Paragraphs 2358 and 2359 of the Catechism of the Catholic Church offer a good summary of the Church’s teaching on homosexuality:
The number of men and women who have deep-seated homosexual tendencies is not negligible. This inclination, which is objectively disordered, constitutes for most of them a trial. They must be accepted with respect, compassion, and sensitivity. Every sign of unjust discrimination in their regard should be avoided. These persons are called to fulfill God’s will in their lives and, if they are Christians, to unite to the sacrifice of the Lord’s Cross the difficulties they may encounter from their condition.
Homosexual persons are called to chastity. By the virtues of self-mastery that teach them inner freedom, at times by the support of disinterested friendship, by prayer and sacramental grace, they can and should gradually and resolutely approach Christian perfection.
This passage from the Catechism clearly states that the Church loves and welcomes homosexual persons as brothers and sisters in the Lord. While the Church teaches that same-sex attraction is disordered, that does not mean that persons who experience same-sex attraction are disordered, and all of us experience disordered desires that make us more prone to some sins than others. For example, some people have attractions to intemperate consumption of alcohol. The attraction to intemperate consumption is disordered, but the person who experiences the attraction is not.
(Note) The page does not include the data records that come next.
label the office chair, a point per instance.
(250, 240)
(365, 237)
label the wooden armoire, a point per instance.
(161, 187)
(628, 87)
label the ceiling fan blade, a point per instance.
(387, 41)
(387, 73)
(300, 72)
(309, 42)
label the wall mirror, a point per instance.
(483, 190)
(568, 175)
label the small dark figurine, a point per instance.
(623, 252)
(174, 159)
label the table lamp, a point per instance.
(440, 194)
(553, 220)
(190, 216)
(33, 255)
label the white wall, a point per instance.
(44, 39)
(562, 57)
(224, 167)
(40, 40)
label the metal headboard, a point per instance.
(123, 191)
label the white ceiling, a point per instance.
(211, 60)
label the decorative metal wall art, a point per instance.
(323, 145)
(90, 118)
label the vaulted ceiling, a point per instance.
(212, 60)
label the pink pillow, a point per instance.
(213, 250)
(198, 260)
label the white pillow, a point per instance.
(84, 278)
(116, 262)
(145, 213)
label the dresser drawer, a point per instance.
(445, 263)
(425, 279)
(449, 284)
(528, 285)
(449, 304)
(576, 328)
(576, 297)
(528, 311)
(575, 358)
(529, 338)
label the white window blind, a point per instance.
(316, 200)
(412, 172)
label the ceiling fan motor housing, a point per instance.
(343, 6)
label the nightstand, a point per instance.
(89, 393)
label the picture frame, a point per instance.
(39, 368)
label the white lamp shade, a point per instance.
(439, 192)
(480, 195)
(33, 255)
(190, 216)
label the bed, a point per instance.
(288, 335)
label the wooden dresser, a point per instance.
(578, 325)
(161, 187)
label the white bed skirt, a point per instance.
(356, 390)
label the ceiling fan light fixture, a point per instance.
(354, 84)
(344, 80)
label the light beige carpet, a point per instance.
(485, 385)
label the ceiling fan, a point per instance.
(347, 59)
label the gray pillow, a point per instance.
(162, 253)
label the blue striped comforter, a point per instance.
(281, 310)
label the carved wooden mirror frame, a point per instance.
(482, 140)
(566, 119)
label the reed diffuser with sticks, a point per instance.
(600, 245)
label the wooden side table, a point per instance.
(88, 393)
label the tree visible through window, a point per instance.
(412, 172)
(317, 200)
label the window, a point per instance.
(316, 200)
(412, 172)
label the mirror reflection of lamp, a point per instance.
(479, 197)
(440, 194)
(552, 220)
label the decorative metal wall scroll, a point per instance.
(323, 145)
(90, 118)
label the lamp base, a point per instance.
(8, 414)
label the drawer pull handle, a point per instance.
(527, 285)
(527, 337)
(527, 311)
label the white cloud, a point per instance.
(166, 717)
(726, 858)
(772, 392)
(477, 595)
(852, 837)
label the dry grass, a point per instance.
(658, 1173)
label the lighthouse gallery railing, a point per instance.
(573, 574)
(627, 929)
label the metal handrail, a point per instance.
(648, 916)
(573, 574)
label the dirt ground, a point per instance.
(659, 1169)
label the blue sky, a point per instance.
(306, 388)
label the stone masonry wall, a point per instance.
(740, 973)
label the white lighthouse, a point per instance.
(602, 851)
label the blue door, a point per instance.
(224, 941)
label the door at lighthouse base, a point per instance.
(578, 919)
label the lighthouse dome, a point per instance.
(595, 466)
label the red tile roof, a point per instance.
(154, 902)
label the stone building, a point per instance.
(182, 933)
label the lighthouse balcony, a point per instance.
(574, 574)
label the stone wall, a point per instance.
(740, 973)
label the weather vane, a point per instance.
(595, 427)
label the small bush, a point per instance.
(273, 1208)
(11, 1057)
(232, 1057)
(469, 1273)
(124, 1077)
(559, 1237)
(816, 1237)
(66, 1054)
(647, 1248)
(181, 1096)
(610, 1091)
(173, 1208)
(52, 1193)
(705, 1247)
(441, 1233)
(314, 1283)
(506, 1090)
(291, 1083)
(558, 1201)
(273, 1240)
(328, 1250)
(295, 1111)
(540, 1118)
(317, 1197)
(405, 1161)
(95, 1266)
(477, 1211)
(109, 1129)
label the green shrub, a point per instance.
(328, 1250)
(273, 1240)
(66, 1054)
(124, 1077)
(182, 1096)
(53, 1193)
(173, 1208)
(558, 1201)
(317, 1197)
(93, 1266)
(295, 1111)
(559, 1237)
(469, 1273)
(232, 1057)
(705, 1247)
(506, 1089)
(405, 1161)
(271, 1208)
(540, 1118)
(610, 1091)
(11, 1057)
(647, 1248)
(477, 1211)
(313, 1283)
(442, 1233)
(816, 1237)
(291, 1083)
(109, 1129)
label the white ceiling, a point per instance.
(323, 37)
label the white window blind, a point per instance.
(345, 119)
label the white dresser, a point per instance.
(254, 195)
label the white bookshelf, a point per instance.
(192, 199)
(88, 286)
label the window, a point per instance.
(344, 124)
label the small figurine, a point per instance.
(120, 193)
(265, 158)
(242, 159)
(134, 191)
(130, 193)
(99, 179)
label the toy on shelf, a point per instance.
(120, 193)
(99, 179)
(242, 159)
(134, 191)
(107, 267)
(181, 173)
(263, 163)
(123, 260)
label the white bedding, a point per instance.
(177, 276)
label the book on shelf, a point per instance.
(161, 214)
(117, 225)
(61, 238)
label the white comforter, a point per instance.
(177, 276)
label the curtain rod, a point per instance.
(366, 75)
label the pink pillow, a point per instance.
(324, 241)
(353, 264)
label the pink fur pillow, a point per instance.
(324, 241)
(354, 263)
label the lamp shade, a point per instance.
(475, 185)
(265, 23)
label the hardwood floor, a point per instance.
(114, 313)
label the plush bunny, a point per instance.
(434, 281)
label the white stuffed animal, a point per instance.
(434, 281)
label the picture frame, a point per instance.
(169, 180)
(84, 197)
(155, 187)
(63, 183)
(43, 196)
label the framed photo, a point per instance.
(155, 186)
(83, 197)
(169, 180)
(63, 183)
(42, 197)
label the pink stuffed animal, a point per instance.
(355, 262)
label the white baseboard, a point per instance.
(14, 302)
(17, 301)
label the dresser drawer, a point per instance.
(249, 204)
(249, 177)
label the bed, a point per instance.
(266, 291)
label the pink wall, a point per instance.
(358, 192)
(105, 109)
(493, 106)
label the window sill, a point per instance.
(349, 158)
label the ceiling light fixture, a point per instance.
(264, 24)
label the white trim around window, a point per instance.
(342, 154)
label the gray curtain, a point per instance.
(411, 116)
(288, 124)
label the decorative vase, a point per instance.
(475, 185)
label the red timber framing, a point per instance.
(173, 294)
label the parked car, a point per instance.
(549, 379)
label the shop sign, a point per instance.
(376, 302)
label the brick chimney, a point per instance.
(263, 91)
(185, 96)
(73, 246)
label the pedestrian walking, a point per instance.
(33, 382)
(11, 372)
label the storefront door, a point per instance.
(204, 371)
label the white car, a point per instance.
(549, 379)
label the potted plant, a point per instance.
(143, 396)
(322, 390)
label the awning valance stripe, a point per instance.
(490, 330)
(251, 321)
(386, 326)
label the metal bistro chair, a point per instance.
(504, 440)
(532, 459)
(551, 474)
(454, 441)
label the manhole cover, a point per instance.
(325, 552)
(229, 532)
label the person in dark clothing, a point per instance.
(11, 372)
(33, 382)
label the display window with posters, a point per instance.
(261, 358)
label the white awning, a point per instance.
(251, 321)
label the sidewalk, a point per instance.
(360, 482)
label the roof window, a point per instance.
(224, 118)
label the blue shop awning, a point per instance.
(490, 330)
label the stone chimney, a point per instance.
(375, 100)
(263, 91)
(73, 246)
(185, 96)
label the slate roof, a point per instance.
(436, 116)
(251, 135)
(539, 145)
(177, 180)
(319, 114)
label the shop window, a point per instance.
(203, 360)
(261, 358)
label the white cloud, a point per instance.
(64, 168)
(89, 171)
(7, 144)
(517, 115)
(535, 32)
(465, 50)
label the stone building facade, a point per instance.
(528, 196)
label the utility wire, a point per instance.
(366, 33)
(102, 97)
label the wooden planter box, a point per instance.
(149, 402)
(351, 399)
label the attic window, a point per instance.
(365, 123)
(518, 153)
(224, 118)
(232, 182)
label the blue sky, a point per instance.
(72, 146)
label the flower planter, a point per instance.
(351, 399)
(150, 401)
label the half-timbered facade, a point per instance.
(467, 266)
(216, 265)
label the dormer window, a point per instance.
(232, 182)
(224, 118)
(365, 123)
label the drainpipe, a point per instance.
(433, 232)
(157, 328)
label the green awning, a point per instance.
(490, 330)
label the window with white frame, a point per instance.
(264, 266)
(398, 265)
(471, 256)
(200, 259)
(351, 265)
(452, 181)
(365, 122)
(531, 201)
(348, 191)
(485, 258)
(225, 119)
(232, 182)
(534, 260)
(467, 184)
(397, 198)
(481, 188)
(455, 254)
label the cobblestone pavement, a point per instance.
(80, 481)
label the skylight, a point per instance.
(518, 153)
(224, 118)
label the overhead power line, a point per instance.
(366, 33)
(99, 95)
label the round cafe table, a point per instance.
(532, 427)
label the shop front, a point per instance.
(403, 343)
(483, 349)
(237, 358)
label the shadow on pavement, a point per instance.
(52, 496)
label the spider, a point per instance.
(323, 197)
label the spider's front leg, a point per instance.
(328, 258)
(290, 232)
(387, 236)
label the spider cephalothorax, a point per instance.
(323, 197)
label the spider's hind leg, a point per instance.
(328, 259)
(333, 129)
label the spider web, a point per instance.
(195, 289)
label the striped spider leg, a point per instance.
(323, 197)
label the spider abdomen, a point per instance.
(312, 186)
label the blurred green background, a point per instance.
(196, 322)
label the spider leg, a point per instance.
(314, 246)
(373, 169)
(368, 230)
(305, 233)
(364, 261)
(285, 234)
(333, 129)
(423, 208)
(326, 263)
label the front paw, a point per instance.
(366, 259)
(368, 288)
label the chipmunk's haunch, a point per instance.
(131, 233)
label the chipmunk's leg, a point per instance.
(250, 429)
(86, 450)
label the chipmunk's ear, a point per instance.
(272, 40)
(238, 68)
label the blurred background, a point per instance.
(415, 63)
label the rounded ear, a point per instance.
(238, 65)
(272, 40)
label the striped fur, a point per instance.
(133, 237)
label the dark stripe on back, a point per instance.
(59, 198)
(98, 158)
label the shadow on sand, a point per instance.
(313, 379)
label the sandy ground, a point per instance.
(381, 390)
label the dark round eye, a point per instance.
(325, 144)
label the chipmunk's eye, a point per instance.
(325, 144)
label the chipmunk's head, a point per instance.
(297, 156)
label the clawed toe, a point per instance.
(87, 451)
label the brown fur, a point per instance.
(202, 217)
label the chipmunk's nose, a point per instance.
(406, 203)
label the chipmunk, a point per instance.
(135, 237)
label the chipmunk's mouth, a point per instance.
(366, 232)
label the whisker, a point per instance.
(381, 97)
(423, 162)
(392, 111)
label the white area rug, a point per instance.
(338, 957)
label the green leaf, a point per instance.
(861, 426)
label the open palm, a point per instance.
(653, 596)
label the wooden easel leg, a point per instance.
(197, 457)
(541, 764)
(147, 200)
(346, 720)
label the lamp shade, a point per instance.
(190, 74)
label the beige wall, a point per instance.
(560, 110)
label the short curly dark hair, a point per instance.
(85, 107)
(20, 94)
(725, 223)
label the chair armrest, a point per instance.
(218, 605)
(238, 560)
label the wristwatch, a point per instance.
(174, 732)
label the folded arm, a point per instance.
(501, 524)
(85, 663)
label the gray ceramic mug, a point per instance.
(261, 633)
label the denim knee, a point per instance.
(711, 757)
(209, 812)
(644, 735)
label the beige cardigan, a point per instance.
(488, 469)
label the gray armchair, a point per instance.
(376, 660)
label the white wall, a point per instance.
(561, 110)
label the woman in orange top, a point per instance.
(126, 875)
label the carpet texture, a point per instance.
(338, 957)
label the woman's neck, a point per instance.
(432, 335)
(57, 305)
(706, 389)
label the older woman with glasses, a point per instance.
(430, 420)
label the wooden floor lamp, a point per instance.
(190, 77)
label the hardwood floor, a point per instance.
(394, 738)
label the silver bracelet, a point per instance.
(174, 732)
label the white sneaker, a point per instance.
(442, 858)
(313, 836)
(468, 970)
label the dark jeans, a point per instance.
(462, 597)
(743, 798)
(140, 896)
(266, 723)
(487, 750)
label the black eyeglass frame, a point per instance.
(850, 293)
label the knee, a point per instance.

This passage also makes clear that homosexual persons are called to lead lives of chaste celibacy. It’s a beautiful vocation, but it’s one that requires a lot of support from friends and family.
The U.S. Conference of Catholic Bishops explains what we as Catholics can do to help our homosexual brothers and sisters in Christ in their 2006 document “Ministry to Persons with a Homosexual Inclination”:
One way in which the Church can aid persons with a homosexual inclination is by nurturing the bonds of friendship among people. In their analysis of human nature, the ancient philosophers recognized that friendship is absolutely essential for the good life, for true happiness. Friendships of various kinds are necessary for a full human life, and they are likewise necessary for those attempting to live chastely in the world. There can be little hope of living a healthy, chaste life without nurturing human bonds. Living in isolation can ultimately exacerbate one’s disordered tendencies and undermine the practice of chastity.
When I was in college, a very wise old priest once explained to me that every man needs brothers and every woman needs sisters in order to pursue holiness. Our bishops say here that this is especially true of those of us, homosexual and heterosexual, who are called to the vocation of chaste celibacy.
Homosexual persons and all persons called to vocations of chaste celibacy need our love, our friendship, and our support in order to successfully lead holy lives.
As Catholics, let’s all make a commitment to do a better job of extending our hands in love in friendship to these people who are just as special in the eyes of God as you or I are.